Seit dem Anschlag am Dienstag war nach dem flüchtigen Komplizen gesucht worden. Auf dem Bild einer Überwachungskamera ist er in der Flughafenhalle rechts von den beiden Selbstmordattentätern Najim Laachraoui (24) und Ibrahim El Bakraoui (29) mit weißer Jacke und schwarzem Hut zu sehen. Nach der Festnahme von Faycal C. hatte es schon am Freitag Spekulationen gegeben, wonach es sich bei ihm um den Gesuchten handeln könnte. Die Wiedereröffnung des stark zerstörten Brüsseler Flughafens verzögert sich bis mindestens Dienstag.

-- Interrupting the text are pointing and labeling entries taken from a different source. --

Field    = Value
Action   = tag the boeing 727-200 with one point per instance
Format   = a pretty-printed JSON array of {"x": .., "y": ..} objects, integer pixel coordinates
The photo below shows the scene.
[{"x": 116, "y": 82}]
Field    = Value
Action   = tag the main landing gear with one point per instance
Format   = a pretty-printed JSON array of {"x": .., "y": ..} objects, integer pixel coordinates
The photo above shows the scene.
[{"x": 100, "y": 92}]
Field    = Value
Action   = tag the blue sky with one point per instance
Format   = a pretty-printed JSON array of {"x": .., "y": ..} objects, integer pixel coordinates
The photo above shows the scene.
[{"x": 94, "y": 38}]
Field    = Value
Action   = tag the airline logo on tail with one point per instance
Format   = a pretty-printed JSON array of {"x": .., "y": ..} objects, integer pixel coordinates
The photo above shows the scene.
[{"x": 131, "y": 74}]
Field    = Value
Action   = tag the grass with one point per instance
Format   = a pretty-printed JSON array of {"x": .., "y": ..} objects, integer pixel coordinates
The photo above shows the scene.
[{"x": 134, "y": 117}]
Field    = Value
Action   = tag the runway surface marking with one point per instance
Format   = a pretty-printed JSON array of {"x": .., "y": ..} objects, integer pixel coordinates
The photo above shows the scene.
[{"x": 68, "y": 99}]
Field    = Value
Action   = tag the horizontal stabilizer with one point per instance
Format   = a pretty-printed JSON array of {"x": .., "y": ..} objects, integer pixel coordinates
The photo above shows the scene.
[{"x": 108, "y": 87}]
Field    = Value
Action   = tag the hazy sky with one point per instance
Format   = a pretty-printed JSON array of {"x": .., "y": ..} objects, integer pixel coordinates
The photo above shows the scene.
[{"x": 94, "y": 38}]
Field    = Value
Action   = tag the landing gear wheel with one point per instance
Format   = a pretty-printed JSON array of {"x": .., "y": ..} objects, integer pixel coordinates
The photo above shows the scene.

Griechische Polizei fand Hinweise auf Anschlag
Die griechische Polizei soll bereits im Jänner 2015 in zwei Wohnungen in Athen Pläne entdeckt haben, die auf einen Terroranschlag auf dem Flughafen von Brüssel hindeuteten. Schon damals seien die belgischen Behörden informiert worden, berichtete der Athener Nachrichtensender Skai am Samstag unter Berufung auf die griechische Polizei. Unter anderem sei eine Karte des Flughafens von Brüssel gefunden worden. Eine offizielle Erklärung der Polizei dazu gab es zunächst nicht.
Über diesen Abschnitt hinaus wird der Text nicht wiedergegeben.